To make this analogy more accurate, though, you'd need to allow players to have access to some form of fake money with which they could also purchase back lost pieces, and some means to acquire that fake money during the game. In fact, to make this analogy accurate, you'd need a game that was significantly more detailed and complex than chess. You'd need a game that looked more like, say, a mud perhaps?
Nevertheless, the above-mentioned tournament remains "free to play." The free play may very well not be worth it. I wouldn't consider such a tournament worth bothering with unless I had (a) a lot of money to waste, or (b) some sort of garauntee that none of my opponents intended to purchase lost pieces. I suspect most other people would feel the same way. Similarly, with an IRE style pay-for-perk system, some people may look at their system and decide that since they don't intend to actually spend money, that they'd rather not play in a game where players can gain advantages by doing so. Other players may (and apparently do) look at such a game and decide that they feel that they can compete effectively enough without paying to make the game worth playing. For both type of players, the game is free. The only difference is that for the former type of player, it is not the type of free game they are likely to be interested in playing.
I'll second the thoughts of a previous poster, though. I find it somewhat bizarre that such a basic concept as "free to play" even needs to be explained. This is a concept that most consumers, even those who are mudders, understand. Just like most consumers understand that "free stuff" is paid for somewhere by someone.

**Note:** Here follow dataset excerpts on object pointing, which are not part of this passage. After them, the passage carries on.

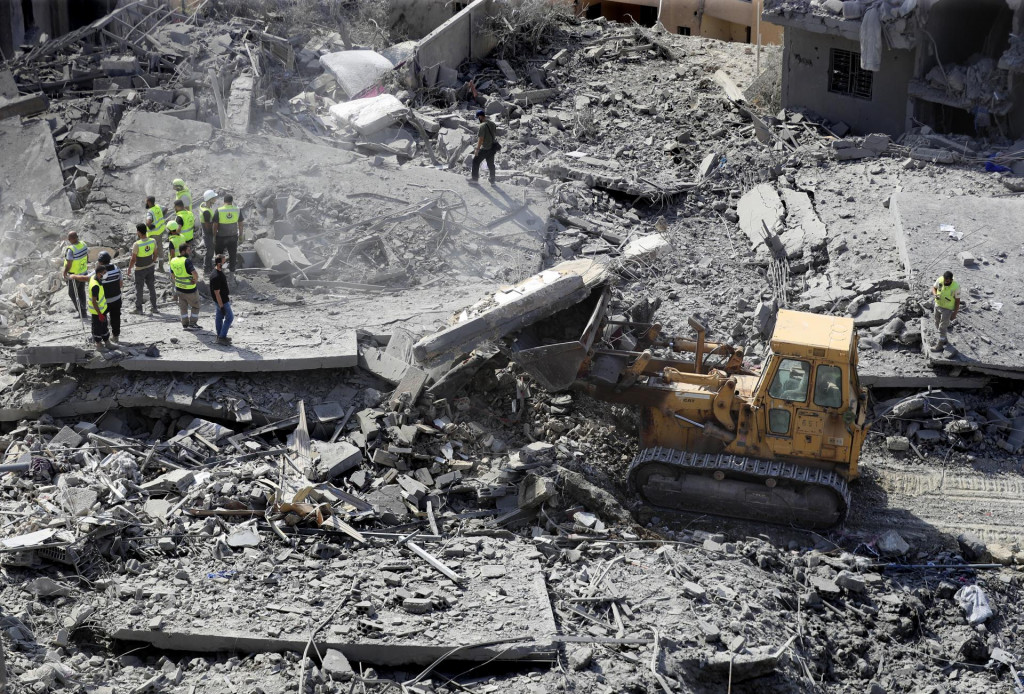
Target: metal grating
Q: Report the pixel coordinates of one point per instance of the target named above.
(846, 76)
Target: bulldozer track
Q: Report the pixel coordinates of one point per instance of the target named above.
(741, 467)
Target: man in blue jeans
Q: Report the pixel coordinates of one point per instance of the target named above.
(221, 295)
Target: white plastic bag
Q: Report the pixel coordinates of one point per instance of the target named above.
(975, 604)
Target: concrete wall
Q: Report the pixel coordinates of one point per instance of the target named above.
(805, 84)
(417, 18)
(723, 19)
(461, 38)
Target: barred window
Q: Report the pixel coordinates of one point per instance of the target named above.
(846, 77)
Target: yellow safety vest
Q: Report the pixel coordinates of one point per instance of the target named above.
(79, 258)
(158, 221)
(175, 242)
(182, 277)
(100, 299)
(187, 223)
(145, 248)
(946, 297)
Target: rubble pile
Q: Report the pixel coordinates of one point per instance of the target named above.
(399, 528)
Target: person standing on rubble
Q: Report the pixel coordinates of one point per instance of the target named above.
(97, 308)
(182, 192)
(207, 210)
(143, 261)
(185, 286)
(221, 295)
(155, 224)
(174, 241)
(946, 293)
(112, 284)
(76, 262)
(486, 146)
(227, 230)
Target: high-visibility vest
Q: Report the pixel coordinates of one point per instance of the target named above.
(158, 221)
(78, 254)
(182, 277)
(175, 242)
(227, 220)
(184, 194)
(187, 223)
(100, 298)
(112, 279)
(946, 296)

As an aside, the freeware and shareware analogy does not hold either. "Freeware" and "shareware" have specific understood meanings that are not interchangeable. "Free" and "pay-for-perks" or "free" and "commercial" are not likewise mutually exclusive. A mud can be commercial and have a pay-for-perk system or some other model for turning a profit, and still be free to play. Believing that such a system is unfair doesn't change the meaning of the word "free," nor does it make a claim of "free to play" any less true than it is.